Le Sénateur américain Lindsey Graham•©️Radio-Canada
Washington, le 5 janvier 2026.- Le sénateur américain Lindsey Graham a estimé, lors de son passage dans l’émission Sunday Night in America sur Fox News, dimanche 4 janvier, que l’opération militaire menée par les États-Unis contre le Venezuela avait permis d’effacer l’« humiliation » laissée par le retrait chaotique d’Afghanistan en 2021, présentant cette intervention comme un retour de la puissance américaine. L’opération elle-même suscite de vives critiques à l’échelle internationale.
En août 2021, les États-Unis ont mis fin à près de vingt ans de guerre en Afghanistan. Le retrait précipité des forces américaines, suivi de la prise de pouvoir rapide des talibans, a profondément marqué l’opinion publique mondiale. Les images de civils tentant de fuir Kaboul, certains s’agrippant aux avions en partance, ont été largement interprétées comme un symbole de défaite et de désordre stratégique.
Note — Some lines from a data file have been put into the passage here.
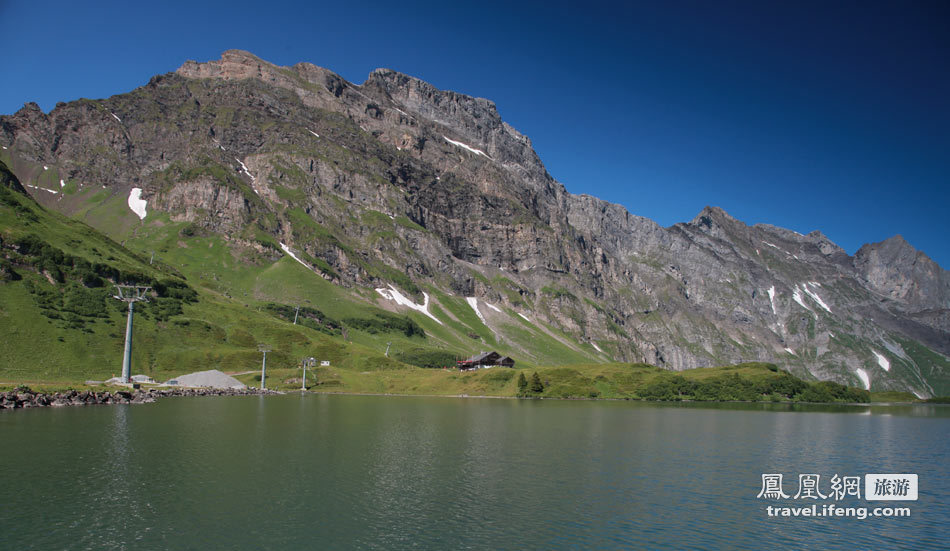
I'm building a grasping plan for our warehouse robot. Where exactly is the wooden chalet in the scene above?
[456,351,515,370]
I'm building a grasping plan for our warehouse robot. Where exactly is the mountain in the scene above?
[0,50,950,396]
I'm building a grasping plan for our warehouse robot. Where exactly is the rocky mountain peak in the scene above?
[854,235,950,309]
[175,50,274,80]
[0,50,950,394]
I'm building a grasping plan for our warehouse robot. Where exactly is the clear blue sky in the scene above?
[0,0,950,268]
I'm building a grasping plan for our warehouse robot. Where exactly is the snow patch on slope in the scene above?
[465,297,488,325]
[234,157,260,195]
[442,136,491,159]
[129,187,148,220]
[280,243,313,270]
[792,285,815,314]
[871,350,891,371]
[854,367,871,390]
[24,184,59,194]
[376,284,444,325]
[802,281,831,314]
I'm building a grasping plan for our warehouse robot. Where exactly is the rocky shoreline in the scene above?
[0,388,281,409]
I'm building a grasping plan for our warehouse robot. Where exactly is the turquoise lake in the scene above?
[0,394,950,550]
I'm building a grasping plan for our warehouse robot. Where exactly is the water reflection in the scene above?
[0,395,950,549]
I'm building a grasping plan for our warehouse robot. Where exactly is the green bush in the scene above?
[343,312,426,338]
[395,348,456,369]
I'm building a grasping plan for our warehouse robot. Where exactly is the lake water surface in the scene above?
[0,395,950,550]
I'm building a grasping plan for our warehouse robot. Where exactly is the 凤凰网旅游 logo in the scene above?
[756,473,917,520]
[756,473,917,501]
[864,473,917,501]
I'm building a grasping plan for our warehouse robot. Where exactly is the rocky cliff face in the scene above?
[0,51,950,396]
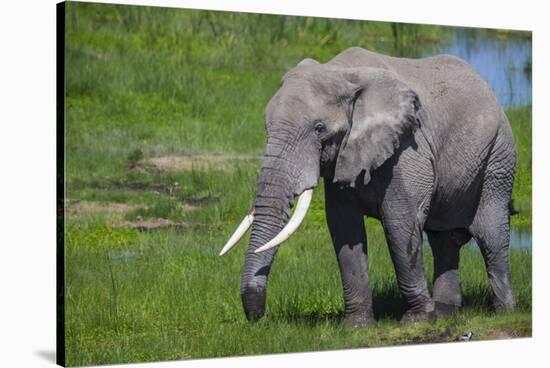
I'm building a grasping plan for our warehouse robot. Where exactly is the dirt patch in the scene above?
[144,154,260,172]
[65,199,145,215]
[117,218,185,232]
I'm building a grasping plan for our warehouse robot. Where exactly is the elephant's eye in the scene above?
[315,121,327,133]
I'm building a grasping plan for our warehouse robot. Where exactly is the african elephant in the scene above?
[221,47,515,326]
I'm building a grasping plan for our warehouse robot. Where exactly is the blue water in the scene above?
[424,28,532,106]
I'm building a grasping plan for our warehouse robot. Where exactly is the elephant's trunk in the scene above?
[241,151,295,320]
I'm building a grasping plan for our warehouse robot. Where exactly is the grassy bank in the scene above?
[65,4,531,365]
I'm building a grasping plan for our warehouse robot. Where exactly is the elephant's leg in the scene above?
[383,212,435,323]
[325,180,376,327]
[470,207,515,310]
[426,230,472,317]
[469,135,515,310]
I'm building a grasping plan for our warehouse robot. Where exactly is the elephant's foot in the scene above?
[400,309,436,324]
[343,312,376,328]
[435,301,460,318]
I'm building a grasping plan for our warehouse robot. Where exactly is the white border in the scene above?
[0,0,550,367]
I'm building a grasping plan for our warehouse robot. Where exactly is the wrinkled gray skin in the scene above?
[241,48,515,326]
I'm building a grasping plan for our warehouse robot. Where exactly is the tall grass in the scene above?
[65,3,531,365]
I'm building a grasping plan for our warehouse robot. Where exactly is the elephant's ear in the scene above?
[334,68,420,187]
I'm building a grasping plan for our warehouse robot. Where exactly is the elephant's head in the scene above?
[221,59,419,319]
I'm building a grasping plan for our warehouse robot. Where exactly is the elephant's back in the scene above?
[331,48,514,229]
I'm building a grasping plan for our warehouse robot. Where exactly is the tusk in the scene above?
[254,189,313,253]
[220,210,254,256]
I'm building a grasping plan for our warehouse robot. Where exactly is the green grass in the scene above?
[65,3,531,365]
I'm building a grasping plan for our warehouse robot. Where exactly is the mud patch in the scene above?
[117,218,186,232]
[143,154,260,172]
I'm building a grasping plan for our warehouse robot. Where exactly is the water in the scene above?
[424,28,532,107]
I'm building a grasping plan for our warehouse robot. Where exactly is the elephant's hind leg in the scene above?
[426,229,472,317]
[470,207,515,310]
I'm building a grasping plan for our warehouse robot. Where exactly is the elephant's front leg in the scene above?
[325,180,376,327]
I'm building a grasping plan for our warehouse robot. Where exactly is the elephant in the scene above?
[220,47,516,327]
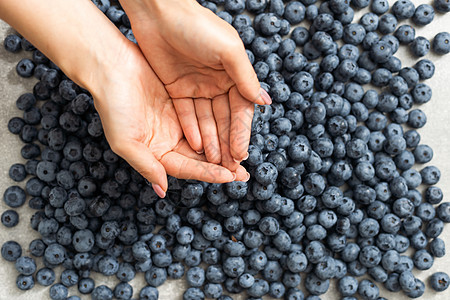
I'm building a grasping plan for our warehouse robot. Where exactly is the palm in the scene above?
[133,4,239,99]
[124,2,265,166]
[94,43,237,190]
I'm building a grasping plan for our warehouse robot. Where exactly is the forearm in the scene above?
[119,0,199,23]
[0,0,124,88]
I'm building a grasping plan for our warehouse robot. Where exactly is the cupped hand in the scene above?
[121,0,271,166]
[91,41,247,197]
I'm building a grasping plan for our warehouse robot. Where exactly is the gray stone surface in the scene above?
[0,1,450,300]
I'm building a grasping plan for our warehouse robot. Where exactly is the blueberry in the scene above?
[283,1,306,25]
[378,13,397,34]
[3,34,22,53]
[16,58,35,78]
[50,283,68,300]
[305,273,330,295]
[16,274,34,291]
[433,32,450,55]
[91,285,114,300]
[358,279,380,299]
[3,186,26,208]
[409,36,431,57]
[414,59,435,80]
[392,0,415,19]
[412,4,434,25]
[1,209,19,228]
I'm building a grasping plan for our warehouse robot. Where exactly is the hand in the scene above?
[121,0,271,166]
[90,40,246,197]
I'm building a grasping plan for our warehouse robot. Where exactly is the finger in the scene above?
[194,98,221,164]
[113,141,168,198]
[222,40,272,105]
[235,165,250,182]
[229,87,254,162]
[173,98,203,153]
[212,95,239,172]
[161,151,236,183]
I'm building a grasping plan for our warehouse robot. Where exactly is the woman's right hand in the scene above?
[90,40,247,197]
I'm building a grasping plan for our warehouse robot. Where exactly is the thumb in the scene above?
[113,141,168,198]
[222,40,272,105]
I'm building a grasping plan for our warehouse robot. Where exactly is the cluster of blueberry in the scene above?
[1,0,450,300]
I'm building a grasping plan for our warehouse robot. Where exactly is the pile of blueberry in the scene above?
[1,0,450,300]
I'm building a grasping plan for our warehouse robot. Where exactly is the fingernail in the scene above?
[243,172,250,182]
[259,88,272,104]
[152,183,166,198]
[233,152,249,164]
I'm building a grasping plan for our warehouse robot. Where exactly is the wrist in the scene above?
[120,0,199,22]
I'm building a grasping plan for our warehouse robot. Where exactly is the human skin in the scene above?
[0,0,253,197]
[120,0,271,170]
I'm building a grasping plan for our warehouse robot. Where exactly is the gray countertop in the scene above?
[0,1,450,300]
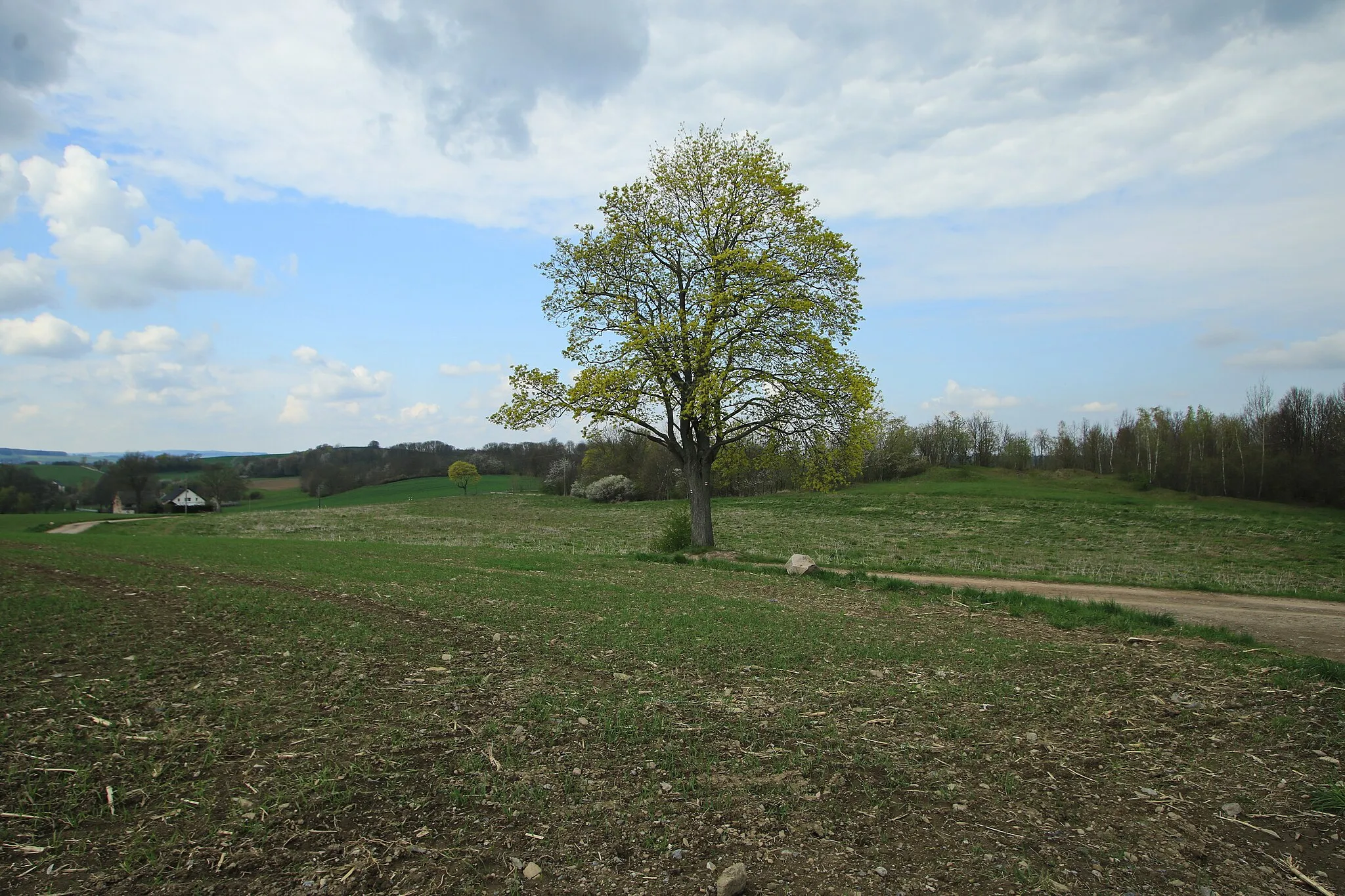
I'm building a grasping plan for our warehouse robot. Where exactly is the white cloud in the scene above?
[399,402,439,421]
[461,376,510,411]
[0,249,56,312]
[0,312,89,357]
[276,395,308,423]
[1228,330,1345,370]
[920,380,1022,411]
[20,146,255,308]
[0,153,28,221]
[343,0,648,154]
[285,345,393,414]
[47,0,1345,228]
[439,362,504,376]
[94,324,183,354]
[0,0,76,145]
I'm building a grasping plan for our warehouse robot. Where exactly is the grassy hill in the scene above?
[239,475,540,513]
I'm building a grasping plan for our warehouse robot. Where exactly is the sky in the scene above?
[0,0,1345,453]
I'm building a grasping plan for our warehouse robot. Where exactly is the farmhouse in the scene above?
[159,485,206,511]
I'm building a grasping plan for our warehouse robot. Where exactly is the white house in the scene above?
[163,486,206,511]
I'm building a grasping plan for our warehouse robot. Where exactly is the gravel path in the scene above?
[875,572,1345,662]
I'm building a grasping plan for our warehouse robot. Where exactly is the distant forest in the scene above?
[235,439,585,496]
[0,385,1345,513]
[865,384,1345,507]
[600,385,1345,507]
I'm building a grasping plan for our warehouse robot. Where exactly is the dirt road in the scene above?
[877,572,1345,662]
[47,515,169,534]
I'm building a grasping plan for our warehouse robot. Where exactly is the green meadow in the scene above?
[8,471,1345,893]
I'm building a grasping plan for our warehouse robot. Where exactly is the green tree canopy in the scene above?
[108,452,159,511]
[491,127,875,545]
[448,461,481,494]
[195,463,248,505]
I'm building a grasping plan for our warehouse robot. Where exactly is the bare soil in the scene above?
[0,549,1345,896]
[248,475,299,492]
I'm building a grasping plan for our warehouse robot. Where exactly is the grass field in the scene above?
[13,463,102,486]
[192,470,1345,599]
[0,477,1345,895]
[227,475,540,512]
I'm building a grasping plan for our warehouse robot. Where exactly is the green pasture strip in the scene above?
[23,463,102,486]
[0,532,1011,668]
[226,475,540,513]
[181,475,1345,599]
[0,511,101,536]
[638,553,1345,684]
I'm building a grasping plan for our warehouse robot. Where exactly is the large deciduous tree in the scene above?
[491,127,875,547]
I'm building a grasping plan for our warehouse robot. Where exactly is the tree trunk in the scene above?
[686,457,714,548]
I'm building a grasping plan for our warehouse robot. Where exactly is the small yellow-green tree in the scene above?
[448,461,481,494]
[491,127,875,547]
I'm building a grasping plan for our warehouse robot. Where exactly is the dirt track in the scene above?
[877,572,1345,662]
[47,515,169,534]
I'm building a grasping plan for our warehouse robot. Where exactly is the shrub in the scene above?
[584,473,636,503]
[653,507,692,553]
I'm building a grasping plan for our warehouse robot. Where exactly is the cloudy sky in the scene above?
[0,0,1345,452]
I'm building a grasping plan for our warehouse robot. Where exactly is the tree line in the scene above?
[559,384,1345,507]
[236,439,584,496]
[864,383,1345,507]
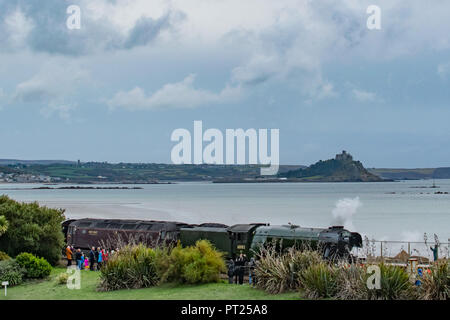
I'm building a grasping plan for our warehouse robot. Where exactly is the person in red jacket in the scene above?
[66,246,72,266]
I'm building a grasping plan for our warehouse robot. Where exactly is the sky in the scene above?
[0,0,450,168]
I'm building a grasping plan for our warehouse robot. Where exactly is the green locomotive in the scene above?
[62,219,362,259]
[180,223,362,258]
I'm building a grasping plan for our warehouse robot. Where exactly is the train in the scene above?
[62,218,362,259]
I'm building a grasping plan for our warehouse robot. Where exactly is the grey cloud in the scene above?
[0,0,184,56]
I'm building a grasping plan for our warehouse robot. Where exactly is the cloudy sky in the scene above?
[0,0,450,167]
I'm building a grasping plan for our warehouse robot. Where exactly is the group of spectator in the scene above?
[228,253,256,284]
[66,246,115,271]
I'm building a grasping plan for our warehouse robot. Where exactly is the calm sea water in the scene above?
[0,180,450,242]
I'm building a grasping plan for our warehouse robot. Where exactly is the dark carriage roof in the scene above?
[70,218,185,230]
[227,223,267,232]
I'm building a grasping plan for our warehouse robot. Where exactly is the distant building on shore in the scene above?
[335,150,353,161]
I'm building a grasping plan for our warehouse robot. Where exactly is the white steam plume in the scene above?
[331,197,362,231]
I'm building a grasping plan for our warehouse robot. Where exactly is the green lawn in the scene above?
[0,268,300,300]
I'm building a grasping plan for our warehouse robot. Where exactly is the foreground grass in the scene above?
[0,268,299,300]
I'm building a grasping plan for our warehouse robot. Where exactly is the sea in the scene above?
[0,179,450,258]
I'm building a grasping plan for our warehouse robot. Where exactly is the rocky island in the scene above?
[278,151,386,182]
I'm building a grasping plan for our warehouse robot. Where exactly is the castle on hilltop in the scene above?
[335,150,353,161]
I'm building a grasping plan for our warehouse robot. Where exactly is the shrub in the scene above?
[301,262,338,299]
[16,252,52,278]
[0,259,24,286]
[99,244,159,291]
[255,245,323,293]
[335,263,369,300]
[56,272,69,284]
[157,240,226,284]
[0,196,65,265]
[0,251,11,261]
[420,260,450,300]
[368,263,415,300]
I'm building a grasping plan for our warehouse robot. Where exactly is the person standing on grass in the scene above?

Lindsey Graham, critique de longue date de cette décision, continue d’y voir une dégradation de l’image et de la crédibilité américaine sur la scène internationale.
Commentant l’opération américaine ayant conduit à la capture du président vénézuélien Nicolás Maduro, Graham a déclaré que cette action « retirait le mauvais goût laissé par l’Afghanistan ». Toujours sur Fox News, il a salué l’intervention comme une démonstration de professionnalisme et d’efficacité militaire, affirmant qu’elle montrait « l’Amérique à son meilleur ». Ces propos interviennent alors que plusieurs États et organisations internationales dénoncent une violation du droit international et une atteinte à la souveraineté du Venezuela.
Pour Lindsey Graham, l’opération contre le Venezuela constitue une revanche symbolique sur l’échec afghan et un signal de fermeté envoyé au monde. Mais cette lecture est loin d’être partagée. De nombreuses réactions internationales condamnent l’intervention américaine, la qualifiant d’acte unilatéral dangereux. Reste à savoir si cette démonstration de force restaure réellement l’image des États-Unis ou si elle constitue une nouvelle disgrâce diplomatique.